On the other side of the coin are studies that can have a huge number of participants but that aren't controlled at all.  No matter how many people you have in these studies, you can never say A causes B because you aren't testing whether A causes B, you are testing whether there is a relationship between the two.  This second type of study is where most, if not all, nutritional recommendations come from.  The problem is, using these studies to say eating X improves health is essentially lying because the studies do not say A causes B or B causes A, they say A and B share a relationship that deserves further testing in a well controlled experiment.

In the very few well controlled experiments that experts use to show whole grains to be healthy, whole grains are compared to refined grains as a control group.  In effect, these studies do not show whole grains to be a healthy part of a diet, it shows them to be healthier than refined grains, which we know to be fairly unhealthy.  Of course, it's difficult to identify which type of study the health authorities are using to refute the Paleo diet in these articles since they don't post any references. 

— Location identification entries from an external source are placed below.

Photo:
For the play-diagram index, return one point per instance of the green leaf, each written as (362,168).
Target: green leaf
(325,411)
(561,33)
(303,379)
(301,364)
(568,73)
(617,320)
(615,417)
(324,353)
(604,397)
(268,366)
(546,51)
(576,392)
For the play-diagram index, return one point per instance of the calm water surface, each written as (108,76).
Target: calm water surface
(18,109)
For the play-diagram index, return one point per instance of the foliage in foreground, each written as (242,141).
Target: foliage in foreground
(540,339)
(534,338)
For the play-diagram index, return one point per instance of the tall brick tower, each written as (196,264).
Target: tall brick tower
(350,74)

On the logical fallacy end of things is the point that our ancestors ate seeds of grasses, which is a fair point.  However, comparing a loaf of Pepperidge Farms bread to the types of grains eaten by our ancestors is hardly a scientific comparison.  For one, the traditional way to prepare grains is to soak them, which aids in digestion and cuts back on some of the toxic properties of grains.  Secondly, grinding grains with a mortar and pestle is hardly the same as the modern processing of grains in to bread by machine.

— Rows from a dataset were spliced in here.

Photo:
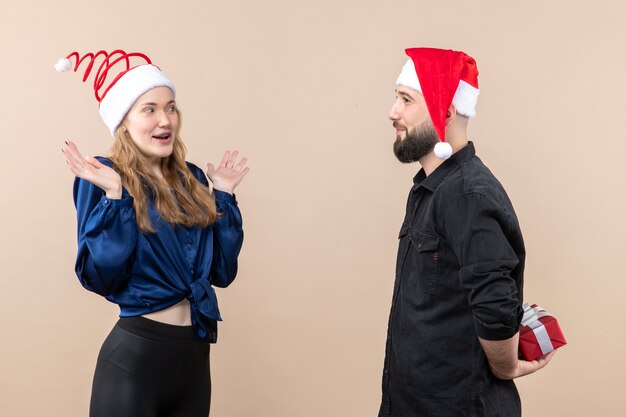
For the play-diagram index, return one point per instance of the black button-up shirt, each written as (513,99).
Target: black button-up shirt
(459,277)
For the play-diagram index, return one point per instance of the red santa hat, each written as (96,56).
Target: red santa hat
(443,77)
(117,84)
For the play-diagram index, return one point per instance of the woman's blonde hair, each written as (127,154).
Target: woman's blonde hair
(180,199)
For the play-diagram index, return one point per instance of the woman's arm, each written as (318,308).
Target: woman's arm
(107,232)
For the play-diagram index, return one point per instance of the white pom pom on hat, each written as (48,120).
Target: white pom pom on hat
(125,83)
(443,77)
(63,65)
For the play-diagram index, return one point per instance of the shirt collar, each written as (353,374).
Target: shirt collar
(432,181)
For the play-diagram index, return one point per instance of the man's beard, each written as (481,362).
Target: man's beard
(418,143)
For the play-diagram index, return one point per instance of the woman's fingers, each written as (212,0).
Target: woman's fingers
(242,163)
(232,159)
(225,159)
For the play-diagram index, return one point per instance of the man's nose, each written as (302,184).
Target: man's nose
(393,112)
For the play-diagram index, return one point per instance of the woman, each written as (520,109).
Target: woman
(153,239)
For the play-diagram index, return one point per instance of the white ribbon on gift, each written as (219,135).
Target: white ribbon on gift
(531,319)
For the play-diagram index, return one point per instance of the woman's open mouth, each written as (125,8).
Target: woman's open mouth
(163,138)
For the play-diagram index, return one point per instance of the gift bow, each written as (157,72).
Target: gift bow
(531,317)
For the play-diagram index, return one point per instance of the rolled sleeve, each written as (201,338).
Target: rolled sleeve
(486,264)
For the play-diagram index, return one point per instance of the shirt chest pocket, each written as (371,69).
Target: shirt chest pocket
(427,262)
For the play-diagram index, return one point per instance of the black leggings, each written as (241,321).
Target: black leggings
(151,369)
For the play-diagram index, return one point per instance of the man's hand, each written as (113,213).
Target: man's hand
(504,361)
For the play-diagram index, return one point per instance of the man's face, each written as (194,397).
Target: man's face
(415,134)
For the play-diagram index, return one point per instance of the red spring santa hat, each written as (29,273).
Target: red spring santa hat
(443,77)
(117,84)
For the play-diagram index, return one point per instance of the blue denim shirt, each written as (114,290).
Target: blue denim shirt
(459,277)
(148,272)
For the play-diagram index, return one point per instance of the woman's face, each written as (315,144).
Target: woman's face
(152,123)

Another logical fallacy in these arguments is that grains are somehow necessary to a healthy diet.  While this is not directly stated in these articles, it is implied by the notion that cutting out grains or specific food groups is detrimental to health.  While the authors like to point out that the diet of our ancestors varied greatly, and many included seeds of grasses(grains), this notion does not in anyway imply that grains are necessary to health.  In fact, many modern hunter gatherer societies don't eat grains and do quite well.

While I agree with many points health authorities make against a Paleo Diet, particularly that a high meat/low carb/low diversity diet is a good idea, I feel these arguments are against the lunatic fringe of those implementing the diet.  A lot of this has to do with earlier iterations of the diet and the now increased availability of the books and sources that promoted it.  Over time, the message that Paleo diet proponents have crafted has become more refined and more scientifically sound.  A great reference for what I believe to be the future of the movement can be found here.  Rather than pointing the finger at macronutrients such as carbs or fat, the modern processing of food and it's effect on the microbiota of humans is implicated.

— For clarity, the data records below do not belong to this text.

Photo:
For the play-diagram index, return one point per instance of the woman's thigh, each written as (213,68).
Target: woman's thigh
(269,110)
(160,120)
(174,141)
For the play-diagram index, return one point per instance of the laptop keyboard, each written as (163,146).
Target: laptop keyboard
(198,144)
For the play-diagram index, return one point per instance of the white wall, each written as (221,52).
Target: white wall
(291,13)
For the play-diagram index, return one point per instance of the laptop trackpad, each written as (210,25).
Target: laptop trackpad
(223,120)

While I don't think this will quell the influx of experts who argue against the diet, it will certainly make it more scientifically valid.  None of this is to say that a rigid Paleo diet is absolutely necessary for health.  However, making better food choices a majority of the time based on principles identified by the science being generated from principles of evolutionary health can only be beneficial in the absence of hard scientific data that shows one way or another that processed grains, whether whole or refined, are something healthful to eat.  That data, despite the insistence by health authorities, does not exist.